7 days, 24 hrs a day, 60 mins an hour...that's 10,080 minutes a week!
(Anyone remember the Judy clock for learning to tell time? Yes, we still use those with kids today. Yes, I have to battle the analog vs. digital argument, but yes, learning to tell time the old fashioned way wins...at least in my classroom!)


Where does it go?
It feels like time is rushing forward most days, other days it feels like the clock is stuttering, even moving backwards. Why are we so focused on either the next thing we have to do, or on rehashing the past?
(Often w/ anxiety, fear, and/or regret.)
But, why not the "now?"

Such a simple thing, the present, yet we avoid it or rush through it with lightening speed! Maybe it's because I'm on glorious mid-winter break and have the gift of time, but I am increasingly aware of the importance. The importance of being with, being present, in the now. Even if it's difficult. Don't get me wrong, I understand that we live busy, complicated lives in 2011. A lot is expected of us, life throws us things that unavoidably eat up our time. Many of these things or people are important and 100% worth it. However, we DO still have time. I am guilty of using the "no time" excuse over and over again...and not just in the art of learning to say no to adding more, but in avoidance. Avoidance of the present.

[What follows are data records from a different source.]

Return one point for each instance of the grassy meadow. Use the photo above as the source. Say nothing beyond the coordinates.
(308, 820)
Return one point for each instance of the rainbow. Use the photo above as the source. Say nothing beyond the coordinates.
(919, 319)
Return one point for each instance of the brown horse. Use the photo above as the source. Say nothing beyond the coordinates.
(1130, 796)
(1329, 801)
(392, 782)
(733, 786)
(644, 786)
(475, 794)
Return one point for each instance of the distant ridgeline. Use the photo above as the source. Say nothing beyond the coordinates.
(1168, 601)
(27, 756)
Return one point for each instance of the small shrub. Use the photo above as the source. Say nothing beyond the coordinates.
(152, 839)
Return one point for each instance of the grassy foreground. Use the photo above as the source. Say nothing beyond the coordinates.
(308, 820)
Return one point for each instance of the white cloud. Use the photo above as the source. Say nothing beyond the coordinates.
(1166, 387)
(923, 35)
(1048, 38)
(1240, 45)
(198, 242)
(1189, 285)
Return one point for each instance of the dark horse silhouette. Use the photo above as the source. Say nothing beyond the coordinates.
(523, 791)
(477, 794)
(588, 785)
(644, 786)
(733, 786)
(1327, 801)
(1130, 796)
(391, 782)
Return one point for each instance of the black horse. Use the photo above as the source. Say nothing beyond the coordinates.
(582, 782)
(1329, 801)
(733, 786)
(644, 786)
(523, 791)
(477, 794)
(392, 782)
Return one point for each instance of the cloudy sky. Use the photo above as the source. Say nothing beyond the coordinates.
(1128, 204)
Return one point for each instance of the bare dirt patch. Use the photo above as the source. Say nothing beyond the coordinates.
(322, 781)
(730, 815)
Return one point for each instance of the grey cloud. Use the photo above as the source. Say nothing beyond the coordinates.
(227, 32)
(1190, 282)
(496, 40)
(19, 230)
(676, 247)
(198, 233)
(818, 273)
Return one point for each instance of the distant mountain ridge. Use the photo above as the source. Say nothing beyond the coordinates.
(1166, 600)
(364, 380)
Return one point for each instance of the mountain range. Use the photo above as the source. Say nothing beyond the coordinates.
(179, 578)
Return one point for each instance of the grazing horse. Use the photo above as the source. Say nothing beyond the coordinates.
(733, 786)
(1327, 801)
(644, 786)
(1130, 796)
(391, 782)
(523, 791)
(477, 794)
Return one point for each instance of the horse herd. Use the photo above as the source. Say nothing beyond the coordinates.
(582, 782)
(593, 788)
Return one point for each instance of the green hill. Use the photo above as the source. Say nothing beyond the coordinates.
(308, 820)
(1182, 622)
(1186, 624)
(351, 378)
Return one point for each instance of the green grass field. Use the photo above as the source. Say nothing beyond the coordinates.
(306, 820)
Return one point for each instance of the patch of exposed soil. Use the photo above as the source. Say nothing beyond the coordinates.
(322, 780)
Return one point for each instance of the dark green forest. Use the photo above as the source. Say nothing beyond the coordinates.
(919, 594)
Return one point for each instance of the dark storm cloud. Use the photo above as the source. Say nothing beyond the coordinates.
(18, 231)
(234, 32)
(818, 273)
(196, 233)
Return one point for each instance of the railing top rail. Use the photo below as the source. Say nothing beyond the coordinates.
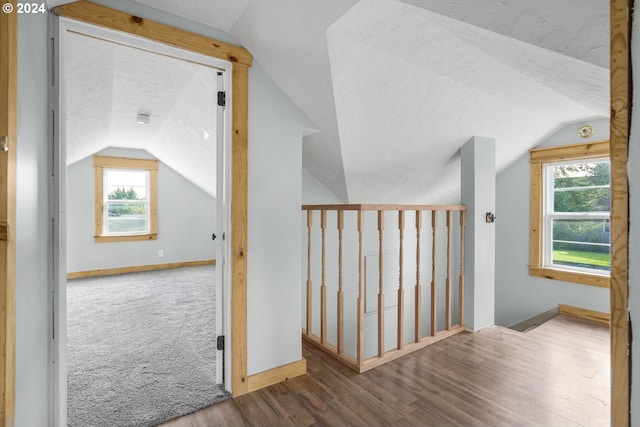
(377, 207)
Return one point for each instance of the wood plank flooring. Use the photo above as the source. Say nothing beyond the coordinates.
(554, 375)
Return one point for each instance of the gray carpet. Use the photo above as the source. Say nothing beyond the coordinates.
(141, 347)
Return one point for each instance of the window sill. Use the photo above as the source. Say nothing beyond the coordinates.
(570, 276)
(131, 238)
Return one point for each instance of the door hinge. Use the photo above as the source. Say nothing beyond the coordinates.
(220, 342)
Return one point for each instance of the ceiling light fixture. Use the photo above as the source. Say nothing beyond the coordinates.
(143, 119)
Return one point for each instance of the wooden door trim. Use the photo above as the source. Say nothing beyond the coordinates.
(240, 60)
(8, 128)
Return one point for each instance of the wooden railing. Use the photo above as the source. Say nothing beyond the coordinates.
(351, 251)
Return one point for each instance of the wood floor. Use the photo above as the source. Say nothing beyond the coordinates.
(554, 375)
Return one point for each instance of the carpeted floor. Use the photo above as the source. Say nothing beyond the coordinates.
(141, 347)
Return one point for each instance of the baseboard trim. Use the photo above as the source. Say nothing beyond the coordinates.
(583, 313)
(276, 375)
(137, 269)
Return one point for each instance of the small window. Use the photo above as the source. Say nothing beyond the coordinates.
(125, 199)
(570, 214)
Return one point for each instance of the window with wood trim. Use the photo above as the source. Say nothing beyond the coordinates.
(125, 199)
(570, 213)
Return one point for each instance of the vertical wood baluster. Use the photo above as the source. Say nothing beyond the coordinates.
(449, 273)
(400, 284)
(418, 287)
(340, 220)
(323, 287)
(434, 293)
(360, 339)
(380, 286)
(309, 286)
(461, 280)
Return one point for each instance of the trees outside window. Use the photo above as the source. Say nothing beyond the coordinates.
(570, 213)
(125, 199)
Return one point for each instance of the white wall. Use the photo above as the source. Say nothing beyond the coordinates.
(32, 230)
(478, 192)
(316, 193)
(186, 220)
(634, 227)
(518, 295)
(275, 187)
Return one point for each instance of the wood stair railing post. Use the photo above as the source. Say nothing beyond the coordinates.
(463, 215)
(309, 285)
(380, 284)
(418, 312)
(400, 284)
(448, 299)
(323, 287)
(434, 293)
(360, 339)
(340, 302)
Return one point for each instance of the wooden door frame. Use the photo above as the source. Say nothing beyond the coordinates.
(620, 127)
(8, 127)
(240, 60)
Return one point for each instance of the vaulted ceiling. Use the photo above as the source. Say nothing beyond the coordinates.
(395, 88)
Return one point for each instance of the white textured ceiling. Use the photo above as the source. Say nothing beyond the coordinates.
(396, 87)
(109, 84)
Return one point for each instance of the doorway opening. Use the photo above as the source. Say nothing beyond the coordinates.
(132, 100)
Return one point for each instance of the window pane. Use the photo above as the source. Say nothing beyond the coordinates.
(121, 184)
(126, 218)
(581, 187)
(582, 243)
(578, 200)
(581, 174)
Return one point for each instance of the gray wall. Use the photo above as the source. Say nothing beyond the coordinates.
(275, 186)
(186, 219)
(32, 231)
(518, 295)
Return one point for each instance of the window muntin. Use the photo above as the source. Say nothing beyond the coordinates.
(126, 201)
(577, 211)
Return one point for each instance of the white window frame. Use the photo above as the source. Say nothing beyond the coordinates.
(101, 165)
(550, 215)
(106, 202)
(539, 243)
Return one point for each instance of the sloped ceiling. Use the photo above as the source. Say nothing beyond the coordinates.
(395, 88)
(109, 84)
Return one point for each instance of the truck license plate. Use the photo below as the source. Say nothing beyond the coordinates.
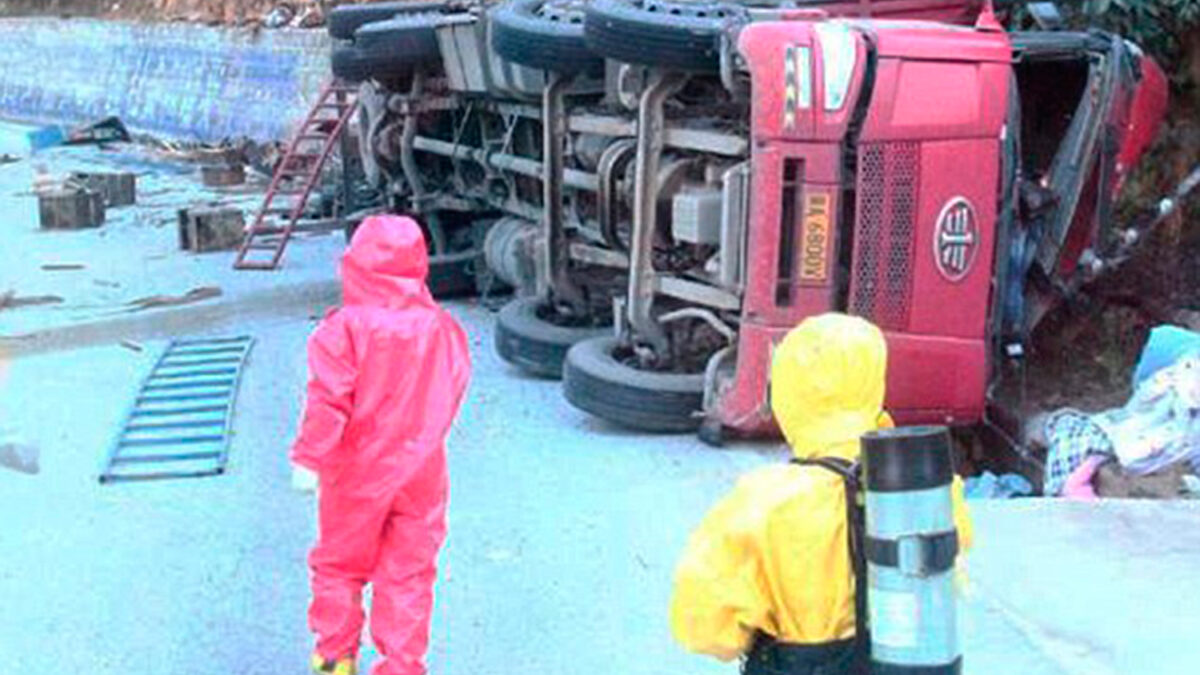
(815, 238)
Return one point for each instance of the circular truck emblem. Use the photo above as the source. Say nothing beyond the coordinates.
(955, 239)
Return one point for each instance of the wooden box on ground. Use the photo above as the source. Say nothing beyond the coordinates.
(119, 189)
(70, 209)
(210, 228)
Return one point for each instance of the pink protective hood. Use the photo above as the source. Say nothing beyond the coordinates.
(387, 264)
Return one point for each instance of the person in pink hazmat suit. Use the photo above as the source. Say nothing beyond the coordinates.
(387, 375)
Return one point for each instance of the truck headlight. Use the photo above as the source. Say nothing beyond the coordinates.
(839, 52)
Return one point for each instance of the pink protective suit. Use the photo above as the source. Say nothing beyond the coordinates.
(387, 374)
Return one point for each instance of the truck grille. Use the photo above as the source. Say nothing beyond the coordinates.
(885, 233)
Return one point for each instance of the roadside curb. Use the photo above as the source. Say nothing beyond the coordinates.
(202, 317)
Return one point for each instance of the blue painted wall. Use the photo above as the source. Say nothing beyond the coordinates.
(174, 79)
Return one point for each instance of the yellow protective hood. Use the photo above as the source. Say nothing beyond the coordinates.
(773, 554)
(827, 382)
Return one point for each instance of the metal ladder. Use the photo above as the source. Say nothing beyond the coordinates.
(295, 177)
(179, 424)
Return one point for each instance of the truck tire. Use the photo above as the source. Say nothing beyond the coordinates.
(595, 382)
(346, 19)
(533, 344)
(453, 275)
(387, 49)
(543, 34)
(682, 36)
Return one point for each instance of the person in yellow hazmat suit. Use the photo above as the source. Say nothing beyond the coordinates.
(768, 572)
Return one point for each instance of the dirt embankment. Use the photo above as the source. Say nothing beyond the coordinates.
(1084, 353)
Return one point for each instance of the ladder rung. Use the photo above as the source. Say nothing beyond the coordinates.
(219, 360)
(207, 371)
(166, 412)
(201, 350)
(177, 398)
(156, 425)
(256, 264)
(181, 345)
(197, 384)
(180, 457)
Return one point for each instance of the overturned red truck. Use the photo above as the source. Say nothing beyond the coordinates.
(672, 185)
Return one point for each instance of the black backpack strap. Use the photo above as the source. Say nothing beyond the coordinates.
(856, 526)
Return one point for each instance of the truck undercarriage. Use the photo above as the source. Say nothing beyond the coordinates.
(670, 186)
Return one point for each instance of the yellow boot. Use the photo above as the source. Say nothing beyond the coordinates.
(322, 665)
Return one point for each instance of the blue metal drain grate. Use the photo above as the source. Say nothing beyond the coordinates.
(179, 425)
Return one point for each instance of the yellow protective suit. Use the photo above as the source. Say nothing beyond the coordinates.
(773, 554)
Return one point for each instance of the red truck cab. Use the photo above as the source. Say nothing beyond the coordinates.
(885, 165)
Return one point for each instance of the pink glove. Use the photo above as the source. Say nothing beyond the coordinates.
(1079, 483)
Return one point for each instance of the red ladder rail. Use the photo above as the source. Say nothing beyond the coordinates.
(264, 242)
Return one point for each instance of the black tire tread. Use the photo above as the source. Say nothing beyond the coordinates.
(346, 19)
(521, 36)
(649, 401)
(533, 344)
(619, 30)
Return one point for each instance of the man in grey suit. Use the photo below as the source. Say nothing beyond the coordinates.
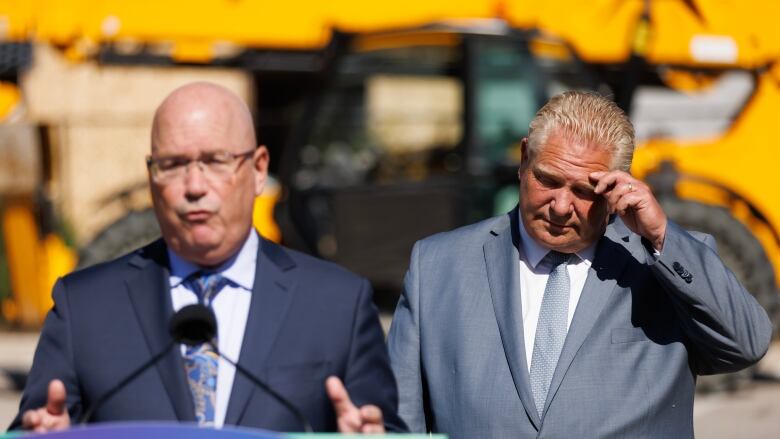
(584, 312)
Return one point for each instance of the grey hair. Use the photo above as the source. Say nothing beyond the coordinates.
(588, 117)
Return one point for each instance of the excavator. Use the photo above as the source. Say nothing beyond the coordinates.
(391, 121)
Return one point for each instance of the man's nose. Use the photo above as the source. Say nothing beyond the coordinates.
(195, 179)
(562, 203)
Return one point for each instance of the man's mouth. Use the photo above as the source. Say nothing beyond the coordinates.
(196, 216)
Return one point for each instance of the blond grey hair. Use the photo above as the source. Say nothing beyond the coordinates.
(588, 117)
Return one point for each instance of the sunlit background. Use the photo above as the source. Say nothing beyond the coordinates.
(387, 121)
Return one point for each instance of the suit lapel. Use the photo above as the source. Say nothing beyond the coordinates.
(273, 292)
(149, 293)
(608, 264)
(501, 260)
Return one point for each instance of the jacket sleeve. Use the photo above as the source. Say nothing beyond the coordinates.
(726, 326)
(368, 377)
(404, 347)
(53, 360)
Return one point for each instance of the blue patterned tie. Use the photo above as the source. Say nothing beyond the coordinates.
(551, 328)
(201, 362)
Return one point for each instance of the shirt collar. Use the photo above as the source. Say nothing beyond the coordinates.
(239, 269)
(534, 253)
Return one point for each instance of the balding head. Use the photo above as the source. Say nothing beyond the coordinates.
(205, 208)
(204, 104)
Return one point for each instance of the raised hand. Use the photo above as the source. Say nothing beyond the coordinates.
(633, 200)
(352, 419)
(52, 417)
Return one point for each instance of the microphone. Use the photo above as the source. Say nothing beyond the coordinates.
(196, 324)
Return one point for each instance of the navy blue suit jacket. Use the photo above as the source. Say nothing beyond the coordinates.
(308, 319)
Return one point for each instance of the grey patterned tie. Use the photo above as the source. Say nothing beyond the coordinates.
(551, 328)
(201, 362)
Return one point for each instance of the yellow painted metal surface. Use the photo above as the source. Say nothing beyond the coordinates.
(744, 160)
(34, 265)
(9, 99)
(600, 30)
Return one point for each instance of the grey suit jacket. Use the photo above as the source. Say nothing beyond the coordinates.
(643, 330)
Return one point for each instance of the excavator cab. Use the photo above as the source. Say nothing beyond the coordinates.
(413, 133)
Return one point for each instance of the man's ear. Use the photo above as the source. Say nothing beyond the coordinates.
(260, 162)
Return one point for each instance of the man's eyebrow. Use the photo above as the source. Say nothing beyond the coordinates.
(585, 185)
(540, 169)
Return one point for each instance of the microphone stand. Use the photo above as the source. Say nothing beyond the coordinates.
(256, 381)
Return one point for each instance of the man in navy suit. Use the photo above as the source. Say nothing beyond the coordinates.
(306, 327)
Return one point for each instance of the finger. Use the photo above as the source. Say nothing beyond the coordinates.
(627, 202)
(371, 414)
(606, 180)
(373, 429)
(338, 396)
(31, 419)
(55, 403)
(620, 190)
(602, 180)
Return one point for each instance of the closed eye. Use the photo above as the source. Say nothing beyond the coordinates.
(546, 180)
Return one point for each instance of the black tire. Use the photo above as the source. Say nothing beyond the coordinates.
(130, 232)
(743, 254)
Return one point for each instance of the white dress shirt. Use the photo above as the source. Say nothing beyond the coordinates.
(230, 305)
(533, 279)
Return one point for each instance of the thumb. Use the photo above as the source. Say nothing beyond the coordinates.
(55, 403)
(338, 396)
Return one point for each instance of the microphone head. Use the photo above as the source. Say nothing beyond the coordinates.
(193, 325)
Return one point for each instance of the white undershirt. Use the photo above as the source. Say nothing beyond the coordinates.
(533, 279)
(230, 305)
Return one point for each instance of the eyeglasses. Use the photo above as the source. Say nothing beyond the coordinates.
(214, 165)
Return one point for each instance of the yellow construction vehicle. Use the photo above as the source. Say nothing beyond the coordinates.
(389, 121)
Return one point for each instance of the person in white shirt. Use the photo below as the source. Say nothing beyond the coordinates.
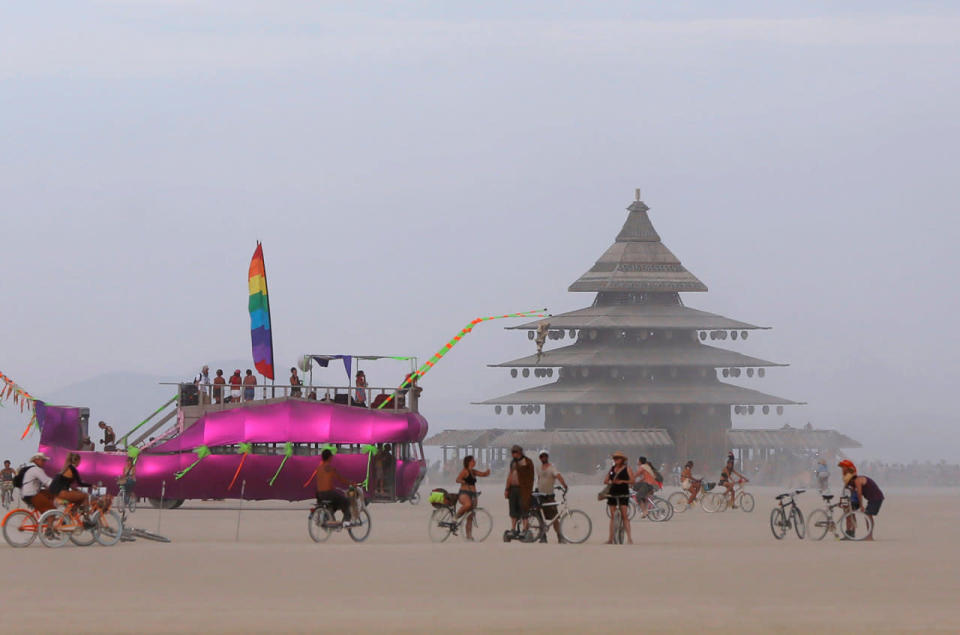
(203, 384)
(35, 484)
(547, 477)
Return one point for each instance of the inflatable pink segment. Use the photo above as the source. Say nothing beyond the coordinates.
(294, 421)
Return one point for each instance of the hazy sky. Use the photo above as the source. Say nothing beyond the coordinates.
(409, 166)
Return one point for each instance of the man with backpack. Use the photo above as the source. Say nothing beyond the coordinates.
(33, 483)
(648, 481)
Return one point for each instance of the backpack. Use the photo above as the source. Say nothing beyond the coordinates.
(18, 479)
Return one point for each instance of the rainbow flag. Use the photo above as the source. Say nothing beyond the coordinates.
(260, 334)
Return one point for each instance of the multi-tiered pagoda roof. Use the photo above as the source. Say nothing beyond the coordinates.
(639, 357)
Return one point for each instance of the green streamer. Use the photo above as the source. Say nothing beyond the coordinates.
(202, 452)
(287, 453)
(369, 450)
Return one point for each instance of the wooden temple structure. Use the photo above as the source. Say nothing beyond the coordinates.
(639, 357)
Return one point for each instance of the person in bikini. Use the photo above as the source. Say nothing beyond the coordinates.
(467, 479)
(619, 479)
(327, 477)
(689, 483)
(726, 479)
(61, 487)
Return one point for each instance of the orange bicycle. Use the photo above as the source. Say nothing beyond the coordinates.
(20, 527)
(98, 524)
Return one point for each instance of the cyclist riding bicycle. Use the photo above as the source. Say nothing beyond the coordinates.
(467, 479)
(690, 483)
(61, 487)
(547, 476)
(646, 484)
(726, 479)
(327, 475)
(35, 483)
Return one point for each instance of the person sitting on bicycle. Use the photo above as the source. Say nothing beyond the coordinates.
(61, 487)
(619, 479)
(327, 476)
(862, 488)
(467, 480)
(689, 483)
(646, 484)
(6, 475)
(547, 477)
(726, 479)
(35, 483)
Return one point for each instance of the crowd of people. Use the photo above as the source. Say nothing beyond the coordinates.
(243, 387)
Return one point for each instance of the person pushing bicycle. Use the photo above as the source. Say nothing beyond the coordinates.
(327, 476)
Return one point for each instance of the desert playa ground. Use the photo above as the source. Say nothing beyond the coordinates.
(721, 572)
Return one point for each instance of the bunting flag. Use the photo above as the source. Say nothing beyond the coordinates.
(430, 363)
(244, 449)
(261, 336)
(287, 453)
(202, 452)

How many of you are with me?

Whether it's intentional or not we forget about the present, and often with it, what's most important.


This word is used in the scriptures, particularly in the psalms. I used to brush over it, never bothering to learn its meaning. Ironic, that it means to pause, and reflect. Take a moment to stop and process, allow our spirit to catch up with our frantic body and mind. Allow peace to reign. Listen to the quiet of our hearts, to the Lord, learn something about ourselves or the world in the moment. That goes for those that we are with as well. How often when on the phone with a friend, or in the car with your child or spouse, do we tune out and allow our thoughts to be fractured and distracted? Guilty. Be in the moment- really listen. It's surprising what you may discover.

If you're anything like me, Selah, does not come naturally. So join me, in practicing and training ourselves to choose to be in the moment more, to pause and reflect.